Penelitian oleh Arron '' et al.'' menunjukkan bahwa beberapa fenotipe yang terkait dengan sindrom Down dapat berhubungan dengan disregulation faktor-faktor transkripsi (596), dan khususnya, NFAT. NFAT dikendalikan sebagian oleh dua protein, DSCR1 dan DYRK1A; ini gen terletak di kromosom-21 (Epstein 582).
Pada orang dengan sindrom Down, protein ini memiliki 1,5 kali lebih konsentrasi daripada normal (Arron '' et al.'' 597). Kenaikan tingkat DSCR1 dan DYRK1A terus NFAT yang terutama terletak di sitoplasmanya daripada dalam inti, mencegah NFATc untuk mengaktifkan transkripsi gen target dan dengan demikian produksi tertentu protein (Epstein 583).
Disregulation ini ditemukan oleh pengujian di dalam embrio tikus yang segmen mereka kromosom digandakan untuk mensimulasikan trisomi 21 kromosom manusia (Arron '' et al.'' 597).
Pengujian melibatkan pegangan kekuatan menunjukkan bahwa tikus genetically modified memiliki pegangan yang secara signifikan lebih lemah, seperti khas miskin otot nada dari seorang individu dengan sindrom Down (Arron '' et al.'' 596).
Tikus diperas pesawat dengan cakar dan ditampilkan newton 2 cengkeraman lemah (Arron '' et al.'' 596). Sindrom Down ini juga ditandai oleh peningkatan sosialisasi. Ketika dimodifikasi dan tidak dimodifikasi tikus diamati untuk interaksi sosial, diubah tikus menunjukkan sebanyak 25% lebih interaksi dibandingkan dengan tikus dimodifikasi (Arron '' et al.'' 596).
Gen yang mungkin bertanggung jawab atas fenotipe yang terkait mungkin terletak proksimal untuk 21q22.3. Pengujian oleh Olson et al. dalam embrio tikus menunjukkan digandakan gen yang diduga menyebabkan fenotipe tidak cukup untuk menyebabkan fitur yang tepat.

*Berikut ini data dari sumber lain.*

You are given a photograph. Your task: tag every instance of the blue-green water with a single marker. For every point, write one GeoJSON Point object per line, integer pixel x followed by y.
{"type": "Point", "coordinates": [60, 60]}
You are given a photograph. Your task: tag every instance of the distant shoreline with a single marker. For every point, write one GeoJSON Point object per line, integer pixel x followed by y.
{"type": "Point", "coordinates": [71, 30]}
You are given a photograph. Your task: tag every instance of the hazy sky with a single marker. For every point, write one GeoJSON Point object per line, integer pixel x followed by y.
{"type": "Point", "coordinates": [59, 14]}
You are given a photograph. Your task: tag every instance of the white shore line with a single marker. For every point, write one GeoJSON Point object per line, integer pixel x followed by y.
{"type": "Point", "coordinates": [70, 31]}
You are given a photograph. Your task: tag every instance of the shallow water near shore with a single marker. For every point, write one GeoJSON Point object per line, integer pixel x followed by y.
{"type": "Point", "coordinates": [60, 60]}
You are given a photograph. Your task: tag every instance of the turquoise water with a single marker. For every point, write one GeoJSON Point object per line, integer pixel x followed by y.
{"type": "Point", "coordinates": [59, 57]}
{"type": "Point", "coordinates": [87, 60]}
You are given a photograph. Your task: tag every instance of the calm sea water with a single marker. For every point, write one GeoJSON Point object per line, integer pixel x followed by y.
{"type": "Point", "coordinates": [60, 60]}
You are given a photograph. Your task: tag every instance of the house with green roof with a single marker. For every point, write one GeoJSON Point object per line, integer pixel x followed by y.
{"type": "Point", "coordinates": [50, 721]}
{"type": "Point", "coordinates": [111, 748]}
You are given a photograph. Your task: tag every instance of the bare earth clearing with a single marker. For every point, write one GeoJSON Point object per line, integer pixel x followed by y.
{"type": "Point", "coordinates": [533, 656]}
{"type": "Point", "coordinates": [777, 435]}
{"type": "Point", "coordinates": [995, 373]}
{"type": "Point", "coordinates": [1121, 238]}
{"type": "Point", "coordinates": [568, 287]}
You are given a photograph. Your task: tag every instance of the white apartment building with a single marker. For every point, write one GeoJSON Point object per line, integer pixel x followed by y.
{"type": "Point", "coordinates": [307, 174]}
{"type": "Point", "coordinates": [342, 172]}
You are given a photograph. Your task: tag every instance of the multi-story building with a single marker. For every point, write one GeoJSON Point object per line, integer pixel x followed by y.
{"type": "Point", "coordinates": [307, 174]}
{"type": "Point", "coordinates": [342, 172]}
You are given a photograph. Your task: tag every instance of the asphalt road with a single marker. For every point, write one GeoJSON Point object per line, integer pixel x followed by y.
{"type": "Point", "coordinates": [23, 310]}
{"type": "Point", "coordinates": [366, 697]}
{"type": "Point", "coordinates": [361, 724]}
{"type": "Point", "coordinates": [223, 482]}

Sementara tikus memiliki bagian dari beberapa gen digandakan untuk perkiraan triplication kromosom-21 manusia, mereka hanya menunjukkan sedikit perubahan kelainan (688-690).
Embrio tikus yang dibandingkan dengan tikus yang memiliki tidak ada duplikasi gen mengukur jarak di berbagai titik pada struktur kerangka dan membandingkannya dengan tikus normal (Olson '' et al.'' 687).

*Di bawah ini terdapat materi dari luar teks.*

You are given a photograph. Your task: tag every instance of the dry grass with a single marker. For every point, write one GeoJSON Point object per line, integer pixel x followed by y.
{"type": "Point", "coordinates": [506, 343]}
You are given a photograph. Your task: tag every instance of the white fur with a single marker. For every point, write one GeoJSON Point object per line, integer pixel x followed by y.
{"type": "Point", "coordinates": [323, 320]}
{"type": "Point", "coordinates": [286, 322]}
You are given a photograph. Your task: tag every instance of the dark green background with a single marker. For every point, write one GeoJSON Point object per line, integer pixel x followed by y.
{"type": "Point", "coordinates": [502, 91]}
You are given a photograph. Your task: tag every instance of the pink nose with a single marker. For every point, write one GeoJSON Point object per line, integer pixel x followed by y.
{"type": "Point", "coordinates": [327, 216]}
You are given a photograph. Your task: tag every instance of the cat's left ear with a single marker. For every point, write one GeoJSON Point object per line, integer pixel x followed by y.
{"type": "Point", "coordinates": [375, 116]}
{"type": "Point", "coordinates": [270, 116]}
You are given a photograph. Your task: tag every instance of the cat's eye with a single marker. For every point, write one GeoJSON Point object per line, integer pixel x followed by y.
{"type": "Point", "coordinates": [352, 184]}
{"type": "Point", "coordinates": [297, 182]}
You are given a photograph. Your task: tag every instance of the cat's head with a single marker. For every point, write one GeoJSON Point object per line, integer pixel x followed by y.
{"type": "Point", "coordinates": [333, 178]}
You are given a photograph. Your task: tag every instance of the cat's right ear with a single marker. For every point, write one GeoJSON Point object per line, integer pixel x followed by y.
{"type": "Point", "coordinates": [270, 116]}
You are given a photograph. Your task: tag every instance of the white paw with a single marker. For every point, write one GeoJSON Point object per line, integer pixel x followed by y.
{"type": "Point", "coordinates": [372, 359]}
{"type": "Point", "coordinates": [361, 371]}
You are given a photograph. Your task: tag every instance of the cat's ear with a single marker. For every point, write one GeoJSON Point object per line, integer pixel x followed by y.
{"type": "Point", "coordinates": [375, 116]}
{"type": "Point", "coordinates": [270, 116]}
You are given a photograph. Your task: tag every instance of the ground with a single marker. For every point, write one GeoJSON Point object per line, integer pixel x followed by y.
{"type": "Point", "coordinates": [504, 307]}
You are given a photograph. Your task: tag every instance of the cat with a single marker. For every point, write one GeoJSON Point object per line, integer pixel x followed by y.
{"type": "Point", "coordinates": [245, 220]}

Karakteristik tepat sindrom Down tidak diamati, sehingga lebih gen yang terlibat untuk sindrom Down fenotipe harus terletak di tempat lain.

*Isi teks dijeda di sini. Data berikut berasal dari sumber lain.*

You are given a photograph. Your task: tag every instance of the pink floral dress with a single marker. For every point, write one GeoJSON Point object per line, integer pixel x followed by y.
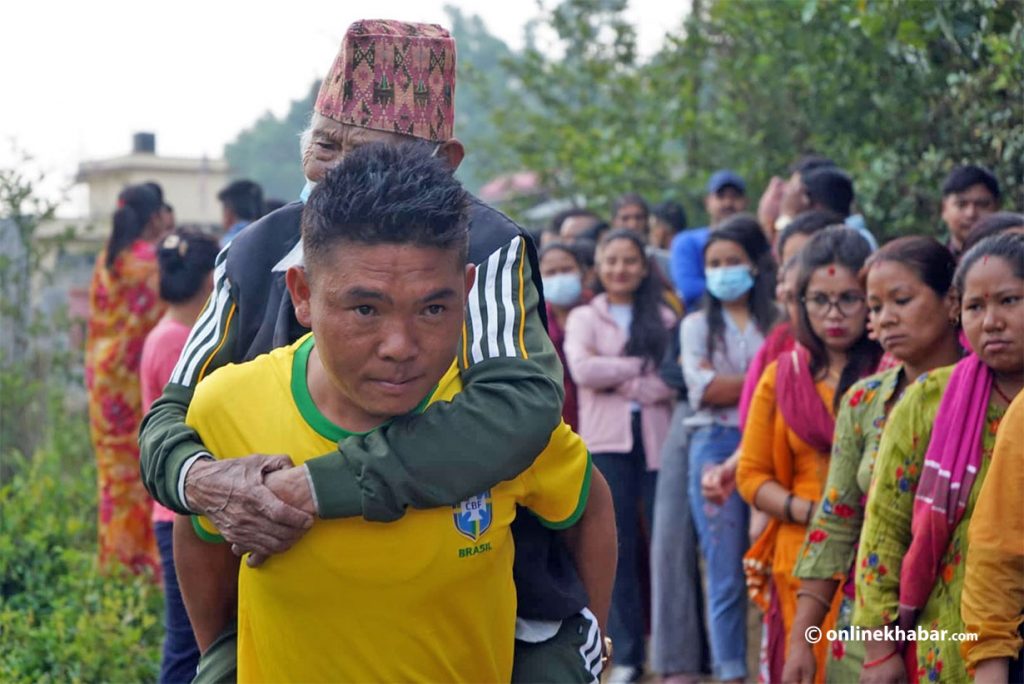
{"type": "Point", "coordinates": [124, 306]}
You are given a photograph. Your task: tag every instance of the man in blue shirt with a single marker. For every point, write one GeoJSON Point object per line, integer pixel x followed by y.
{"type": "Point", "coordinates": [726, 196]}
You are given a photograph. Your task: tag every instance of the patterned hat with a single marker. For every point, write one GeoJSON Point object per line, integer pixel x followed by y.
{"type": "Point", "coordinates": [393, 76]}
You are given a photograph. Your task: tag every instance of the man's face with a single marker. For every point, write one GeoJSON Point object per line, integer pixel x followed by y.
{"type": "Point", "coordinates": [724, 203]}
{"type": "Point", "coordinates": [576, 226]}
{"type": "Point", "coordinates": [962, 211]}
{"type": "Point", "coordinates": [331, 141]}
{"type": "Point", "coordinates": [387, 319]}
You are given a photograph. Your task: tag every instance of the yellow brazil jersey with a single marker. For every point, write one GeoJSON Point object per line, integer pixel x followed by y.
{"type": "Point", "coordinates": [427, 598]}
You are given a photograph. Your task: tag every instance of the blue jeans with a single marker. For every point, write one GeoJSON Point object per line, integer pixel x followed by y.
{"type": "Point", "coordinates": [631, 484]}
{"type": "Point", "coordinates": [722, 530]}
{"type": "Point", "coordinates": [678, 636]}
{"type": "Point", "coordinates": [180, 652]}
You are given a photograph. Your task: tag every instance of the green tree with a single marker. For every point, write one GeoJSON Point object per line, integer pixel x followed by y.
{"type": "Point", "coordinates": [268, 151]}
{"type": "Point", "coordinates": [897, 92]}
{"type": "Point", "coordinates": [480, 88]}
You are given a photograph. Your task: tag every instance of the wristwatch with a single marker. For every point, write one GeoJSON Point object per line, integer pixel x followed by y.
{"type": "Point", "coordinates": [606, 650]}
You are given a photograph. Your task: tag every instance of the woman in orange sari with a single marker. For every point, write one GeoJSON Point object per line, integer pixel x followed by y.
{"type": "Point", "coordinates": [123, 307]}
{"type": "Point", "coordinates": [784, 451]}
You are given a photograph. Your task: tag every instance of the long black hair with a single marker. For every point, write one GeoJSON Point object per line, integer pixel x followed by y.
{"type": "Point", "coordinates": [648, 336]}
{"type": "Point", "coordinates": [186, 257]}
{"type": "Point", "coordinates": [136, 205]}
{"type": "Point", "coordinates": [745, 231]}
{"type": "Point", "coordinates": [1007, 246]}
{"type": "Point", "coordinates": [845, 247]}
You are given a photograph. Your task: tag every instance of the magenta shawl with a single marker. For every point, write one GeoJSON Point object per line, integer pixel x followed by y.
{"type": "Point", "coordinates": [951, 464]}
{"type": "Point", "coordinates": [800, 402]}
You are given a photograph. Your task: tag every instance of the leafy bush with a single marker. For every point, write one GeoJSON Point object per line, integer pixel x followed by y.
{"type": "Point", "coordinates": [60, 618]}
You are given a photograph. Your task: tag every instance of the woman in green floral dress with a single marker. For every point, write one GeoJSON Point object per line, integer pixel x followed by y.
{"type": "Point", "coordinates": [932, 461]}
{"type": "Point", "coordinates": [912, 309]}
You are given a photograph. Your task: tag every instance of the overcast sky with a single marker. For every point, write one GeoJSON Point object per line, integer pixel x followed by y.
{"type": "Point", "coordinates": [81, 77]}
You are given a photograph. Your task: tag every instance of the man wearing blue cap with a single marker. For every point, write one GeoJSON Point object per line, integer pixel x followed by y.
{"type": "Point", "coordinates": [726, 196]}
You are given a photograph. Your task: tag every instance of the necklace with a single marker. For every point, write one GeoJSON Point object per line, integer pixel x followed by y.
{"type": "Point", "coordinates": [998, 390]}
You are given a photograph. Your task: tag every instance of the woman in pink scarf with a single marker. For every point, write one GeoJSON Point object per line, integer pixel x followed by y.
{"type": "Point", "coordinates": [932, 461]}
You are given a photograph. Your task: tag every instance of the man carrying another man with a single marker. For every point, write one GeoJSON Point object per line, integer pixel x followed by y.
{"type": "Point", "coordinates": [393, 83]}
{"type": "Point", "coordinates": [427, 598]}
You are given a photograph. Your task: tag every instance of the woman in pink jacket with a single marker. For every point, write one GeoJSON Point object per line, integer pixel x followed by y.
{"type": "Point", "coordinates": [613, 346]}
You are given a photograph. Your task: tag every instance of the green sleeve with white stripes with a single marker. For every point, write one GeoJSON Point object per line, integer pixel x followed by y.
{"type": "Point", "coordinates": [489, 432]}
{"type": "Point", "coordinates": [166, 443]}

Reeves '' et al.'', menggunakan 250 clones kromosom-21 dan spesifik gen spidol, mampu peta gen dalam bakteri bermutasi. Pengujian memiliki 99.7% cakupan dari gen dengan akurasi 99.9995% karena redudansi beberapa teknik pemetaan. Dalam studi 225 gen diidentifikasikan (311-313).
Mencari gen utama yang mungkin terlibat dalam gejala sindrom Down adalah biasanya di wilayah 21q21–21q22.3. Namun, studi oleh Reeves '' et al.'' menunjukkan bahwa 41% gen pada kromosom-21 memiliki tujuan tidak fungsional, dan hanya 54% gen fungsional memiliki urutan protein yang dikenal.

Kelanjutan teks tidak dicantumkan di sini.